Setelah makan, kami memutuskan berangkat lagi menuju kabupaten kudus untuk berziarah ke makam sunan muria yang terletak di desa colo, kecamatan dawe. Bagi kalian penikmat wisata religi, satu lagi objek yang wajib dikunjungi ketika singgah di Kabupaten Kudus. Adalah Makam Sunan Muria Syeh R.Umar Sa'id yang berada di lereng Gunung Muria. Lokasi wisata religi ini berjarak sekitar 18 kilometer dari pusat kota Kudus
Kami berangkat menggunakan kendaraan umum dengan membayar uang sejumlah lima belas ribu untuk tiga orang. Makam sunan muria berlokasi di atas sebuah bukit. Sehingga para peziarah yang hendak berziarah harus menapaki anak tangga sejauh + 500 meter. Di kiri kanan anak tangga berderet kios para penjual makanan dan souvenir seperti baju batik, pernak pernik, kipas, tasbih dan lain-lain.

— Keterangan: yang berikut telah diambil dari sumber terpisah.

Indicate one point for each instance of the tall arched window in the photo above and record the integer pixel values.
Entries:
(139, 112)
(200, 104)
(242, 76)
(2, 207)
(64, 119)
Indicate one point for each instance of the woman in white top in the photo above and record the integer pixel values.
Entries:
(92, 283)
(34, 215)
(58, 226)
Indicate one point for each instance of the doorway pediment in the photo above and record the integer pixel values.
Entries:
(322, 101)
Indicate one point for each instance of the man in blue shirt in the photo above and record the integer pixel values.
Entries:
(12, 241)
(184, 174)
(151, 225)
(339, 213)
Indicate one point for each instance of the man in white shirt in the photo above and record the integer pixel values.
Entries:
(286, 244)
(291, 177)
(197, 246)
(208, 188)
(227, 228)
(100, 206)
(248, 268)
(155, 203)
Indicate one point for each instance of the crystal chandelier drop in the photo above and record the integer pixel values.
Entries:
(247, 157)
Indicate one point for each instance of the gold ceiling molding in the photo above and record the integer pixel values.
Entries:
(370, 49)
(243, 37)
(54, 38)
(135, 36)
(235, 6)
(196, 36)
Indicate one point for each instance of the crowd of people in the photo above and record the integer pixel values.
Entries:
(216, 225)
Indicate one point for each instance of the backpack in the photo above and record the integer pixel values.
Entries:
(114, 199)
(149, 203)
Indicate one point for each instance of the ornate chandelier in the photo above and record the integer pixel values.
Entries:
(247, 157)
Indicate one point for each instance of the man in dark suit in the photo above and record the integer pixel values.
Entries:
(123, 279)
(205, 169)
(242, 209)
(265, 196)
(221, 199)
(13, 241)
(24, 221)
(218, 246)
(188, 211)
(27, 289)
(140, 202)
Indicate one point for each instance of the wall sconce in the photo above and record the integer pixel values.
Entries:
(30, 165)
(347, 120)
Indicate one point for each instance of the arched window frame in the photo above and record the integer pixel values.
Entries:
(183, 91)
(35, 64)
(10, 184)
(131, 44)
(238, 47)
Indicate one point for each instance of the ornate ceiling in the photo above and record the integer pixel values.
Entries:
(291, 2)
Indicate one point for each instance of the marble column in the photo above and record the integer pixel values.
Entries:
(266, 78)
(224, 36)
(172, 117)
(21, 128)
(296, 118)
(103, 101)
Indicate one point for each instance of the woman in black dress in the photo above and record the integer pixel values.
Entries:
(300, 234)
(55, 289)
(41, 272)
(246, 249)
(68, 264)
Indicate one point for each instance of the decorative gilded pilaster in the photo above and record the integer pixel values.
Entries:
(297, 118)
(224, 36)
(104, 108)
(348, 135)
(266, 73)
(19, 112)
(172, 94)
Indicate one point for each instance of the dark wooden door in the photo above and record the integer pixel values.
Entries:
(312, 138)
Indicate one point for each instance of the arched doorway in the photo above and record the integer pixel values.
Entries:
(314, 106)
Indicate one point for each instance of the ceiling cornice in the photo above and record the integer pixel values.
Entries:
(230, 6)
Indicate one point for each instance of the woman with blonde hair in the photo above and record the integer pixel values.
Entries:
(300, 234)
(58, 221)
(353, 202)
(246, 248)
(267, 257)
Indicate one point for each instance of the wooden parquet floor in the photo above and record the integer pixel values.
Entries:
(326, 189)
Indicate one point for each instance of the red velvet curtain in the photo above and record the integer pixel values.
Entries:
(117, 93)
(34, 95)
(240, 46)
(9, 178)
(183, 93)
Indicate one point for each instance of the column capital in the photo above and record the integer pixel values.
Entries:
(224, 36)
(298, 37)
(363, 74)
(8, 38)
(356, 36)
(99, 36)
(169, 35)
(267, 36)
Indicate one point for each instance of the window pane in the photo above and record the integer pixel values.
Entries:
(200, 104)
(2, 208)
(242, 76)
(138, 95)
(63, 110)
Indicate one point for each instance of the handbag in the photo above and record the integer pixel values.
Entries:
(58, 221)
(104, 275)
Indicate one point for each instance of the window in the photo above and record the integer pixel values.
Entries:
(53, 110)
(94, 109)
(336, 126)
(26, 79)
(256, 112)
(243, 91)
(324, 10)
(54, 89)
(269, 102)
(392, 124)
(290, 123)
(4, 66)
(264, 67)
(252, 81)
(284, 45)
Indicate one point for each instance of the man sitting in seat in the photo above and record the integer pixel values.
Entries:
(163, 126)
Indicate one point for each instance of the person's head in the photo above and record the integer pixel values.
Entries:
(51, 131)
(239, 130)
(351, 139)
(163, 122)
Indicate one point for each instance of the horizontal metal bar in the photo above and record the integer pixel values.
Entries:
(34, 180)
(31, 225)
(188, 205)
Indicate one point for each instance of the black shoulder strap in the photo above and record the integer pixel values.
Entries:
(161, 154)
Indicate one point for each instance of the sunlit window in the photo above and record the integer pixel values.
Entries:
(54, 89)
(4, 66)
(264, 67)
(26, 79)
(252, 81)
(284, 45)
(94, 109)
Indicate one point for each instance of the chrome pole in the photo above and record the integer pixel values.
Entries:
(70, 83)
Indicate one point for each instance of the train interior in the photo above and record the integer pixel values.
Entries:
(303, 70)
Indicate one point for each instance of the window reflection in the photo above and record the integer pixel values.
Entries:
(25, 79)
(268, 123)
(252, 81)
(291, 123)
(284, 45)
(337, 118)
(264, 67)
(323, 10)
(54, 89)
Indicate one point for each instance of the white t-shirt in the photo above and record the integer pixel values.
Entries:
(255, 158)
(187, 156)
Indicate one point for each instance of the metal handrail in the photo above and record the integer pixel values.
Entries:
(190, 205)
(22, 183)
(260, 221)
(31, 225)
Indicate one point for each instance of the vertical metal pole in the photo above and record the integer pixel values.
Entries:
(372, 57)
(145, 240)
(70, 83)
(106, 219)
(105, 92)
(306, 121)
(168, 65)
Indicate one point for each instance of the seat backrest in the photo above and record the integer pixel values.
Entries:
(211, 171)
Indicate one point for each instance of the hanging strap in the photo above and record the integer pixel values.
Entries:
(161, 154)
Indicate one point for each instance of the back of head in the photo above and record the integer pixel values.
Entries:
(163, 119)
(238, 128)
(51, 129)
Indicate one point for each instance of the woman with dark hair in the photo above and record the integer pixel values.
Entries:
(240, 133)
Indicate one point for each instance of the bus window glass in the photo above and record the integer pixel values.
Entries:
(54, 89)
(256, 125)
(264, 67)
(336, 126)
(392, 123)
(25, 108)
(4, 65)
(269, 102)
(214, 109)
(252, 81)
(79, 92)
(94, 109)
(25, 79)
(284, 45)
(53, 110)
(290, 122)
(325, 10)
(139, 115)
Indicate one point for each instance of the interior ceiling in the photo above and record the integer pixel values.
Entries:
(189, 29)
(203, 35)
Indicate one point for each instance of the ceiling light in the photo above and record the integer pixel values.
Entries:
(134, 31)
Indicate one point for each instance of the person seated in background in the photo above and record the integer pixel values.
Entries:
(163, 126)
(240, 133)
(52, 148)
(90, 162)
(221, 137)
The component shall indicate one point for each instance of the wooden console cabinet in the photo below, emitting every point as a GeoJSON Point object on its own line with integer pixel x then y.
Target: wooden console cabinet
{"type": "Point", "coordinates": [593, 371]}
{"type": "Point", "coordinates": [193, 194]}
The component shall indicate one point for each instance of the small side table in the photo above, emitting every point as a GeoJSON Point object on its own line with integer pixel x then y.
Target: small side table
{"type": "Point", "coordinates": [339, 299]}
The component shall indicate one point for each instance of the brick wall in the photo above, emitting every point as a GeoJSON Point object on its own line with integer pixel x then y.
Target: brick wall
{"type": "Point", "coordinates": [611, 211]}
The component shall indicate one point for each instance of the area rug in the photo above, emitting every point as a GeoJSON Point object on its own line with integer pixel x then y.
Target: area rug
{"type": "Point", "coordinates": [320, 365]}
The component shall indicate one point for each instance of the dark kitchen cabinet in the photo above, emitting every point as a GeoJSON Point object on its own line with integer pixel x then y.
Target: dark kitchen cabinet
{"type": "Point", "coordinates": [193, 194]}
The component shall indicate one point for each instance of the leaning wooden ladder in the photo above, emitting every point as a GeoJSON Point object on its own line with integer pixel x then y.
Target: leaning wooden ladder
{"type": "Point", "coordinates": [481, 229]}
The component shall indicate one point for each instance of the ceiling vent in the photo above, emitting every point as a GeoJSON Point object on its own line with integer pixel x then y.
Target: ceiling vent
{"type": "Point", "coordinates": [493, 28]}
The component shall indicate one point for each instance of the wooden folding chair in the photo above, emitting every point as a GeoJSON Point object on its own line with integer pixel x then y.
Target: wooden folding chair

Bagi yang tidak kuat mendaki anak tangga bisa memilih jasa tukang ojek. Dengan jasa ini selain bisa menghemat energi, selama perjalanan kita akan disuguhi pemandangan yang menarik.
Bagaimana tidak menarik, kalau ketika melaju di tepian bukit tukang ojek melaju dengan ganas. Sejauh mata memandang hanya ada hamparan gunung dibalut asap kabut karena udara disana sangat dingin. Dana yang harus dikeluarkan ketika naik senilai delapan ribu rupih, dan jika ingin turun menggunakan ojek lagi dana yang akan dikeluarkan sejumlah lima ribu rupiah saja.
Untuk mencapai makam yang berada satu kompleks dengan Masjid Sunan Muria ini,
kami harus melalui ratusan anak tangga dari pintu gerbang. Sejumlah peninggalan Sunan Muria masih dapat dijumpai, seperti bangunan masjid beratap Joglo bertingkat tiga dan beratap kayu sirap.
Selain itu,
kami menikmati bahan bangunan lama seperti tempat salat imam, fondasi empat soko masjid atau 'umpak', juga sebuah bedug yang dibuat tahun 1834.